As for downsides, one of the original ideas was that you could start with one plot to annotate and later add another joint plot to annotate together as a group. However, that plan didn't quite work out because you need a fixed schema by the time you commit your first annotation: you only had some flexibility in deciding what you were annotating up until that point.

In the end, that isn't much flexibility at all so you might as well declare the full dimensionality of what you will be annotating when you create the initial annotator (i.e. this proposal).

Indeed and in theory this proposal could have a mechanism to expand the spec later but also then would error when committing if the table has already been set up.

I will also say that I don't like the idea of from_elements:

annotator = Annotator.from_elements(curve, image, fields=["description"])

Most people should not think about the spec as many people will just have an element to annotate. This is also an awkward signature for the common case.

I would suggest:

Annotator(*spec_or_elements, fields=["description"])

i.e. *args where you either have a single dictionary spec, OR a list of (one or more) elements. I suppose you could freely mix any number of dictionaries and elements and do a merge, even if that wouldn't be the style I would recommend! That might be worth supporting though just because it is the fully general case (the argument would then be called specs_and_elements as it wouldn't be either/or).

You can still have a classmethod and use it internally (or explicitly if you really want to) but I don't think that should be the common (and simplest) entrypoint to the system.

The classmethod I would want is Annotator.spec_from_elements (gives you the spec dictionary from the supplied elements) which would be useful when debugging things or when figuring out the shape you want for your annotator data.

While it is true that region_type currently lets you choose the type of annotation, we do need to figure out how to declare this jointly in a larger, higher-dimension spec that spans visualizations.

@philippjfr If this is the point you were trying to get to, then I do agree that this needs more thought!

The current way joint specs are represented is something like this i.e. a list of dicts (each corresponds to an element):

[{'age':datetime, 'height':float }, {'x':int, 'y':int}]
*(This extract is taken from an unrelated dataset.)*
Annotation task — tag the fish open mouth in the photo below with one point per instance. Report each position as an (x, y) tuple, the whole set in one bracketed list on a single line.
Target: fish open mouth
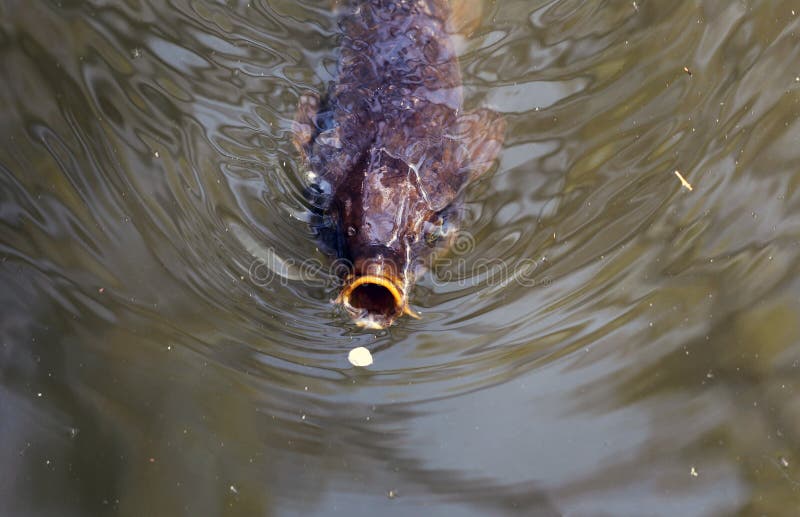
[(374, 301)]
And then the region types are essentially zipped with the spec dictionaries e.g.:

['Range', 'Point']

This is a bit awkward though so let's think of some alternatives!
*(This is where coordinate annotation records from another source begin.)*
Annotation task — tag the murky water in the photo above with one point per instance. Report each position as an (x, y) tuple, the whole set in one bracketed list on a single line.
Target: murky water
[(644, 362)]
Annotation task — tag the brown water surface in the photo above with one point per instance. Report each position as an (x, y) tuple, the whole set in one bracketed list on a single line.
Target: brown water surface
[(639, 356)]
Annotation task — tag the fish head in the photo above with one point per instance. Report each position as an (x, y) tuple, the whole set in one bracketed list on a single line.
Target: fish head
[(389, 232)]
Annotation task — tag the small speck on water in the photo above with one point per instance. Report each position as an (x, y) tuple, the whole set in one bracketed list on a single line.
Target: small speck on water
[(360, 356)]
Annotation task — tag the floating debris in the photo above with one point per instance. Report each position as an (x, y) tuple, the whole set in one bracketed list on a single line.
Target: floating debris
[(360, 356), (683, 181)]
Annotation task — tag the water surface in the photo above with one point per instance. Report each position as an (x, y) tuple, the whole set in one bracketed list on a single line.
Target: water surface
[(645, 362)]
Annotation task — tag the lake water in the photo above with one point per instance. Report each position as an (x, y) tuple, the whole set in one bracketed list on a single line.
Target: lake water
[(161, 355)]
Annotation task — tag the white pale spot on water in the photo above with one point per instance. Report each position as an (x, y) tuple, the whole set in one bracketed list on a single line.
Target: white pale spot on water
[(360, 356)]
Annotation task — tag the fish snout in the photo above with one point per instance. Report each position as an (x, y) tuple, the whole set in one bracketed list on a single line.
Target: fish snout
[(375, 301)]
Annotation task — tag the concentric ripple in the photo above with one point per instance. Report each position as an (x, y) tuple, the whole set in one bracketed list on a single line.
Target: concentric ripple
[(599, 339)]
For instance, to combine the necessary information in a single spec literal, it could be something like:

[('Range', {'age':datetime, 'height':float }), ('Point', {'x':int, 'y':int})]

Actually, the more HoloViews-ey way of doing things is probably to compare based on the Dimension instance, which does already support a type parameter. In that case, it would be:

spec = {'Range':[kdim1, kdim2], 'Point':[kdim1, kdim2]}

Where all the dimension instances have their type declared. i.e equivalent to (say) if the types are set:

spec = {'Range':curve.kdims, 'Point':image.kdims}

I do think this is the proper way to do things long term e.g. a dimension that is Kelvin that disallows negative values in the range, would be useful information that could let you disallow negative values in the SQL schema declaration (i.e. data validation). That said, this is not something we need to tackle right away: I just want to make sure our design/API will allow us to use this enhancement later.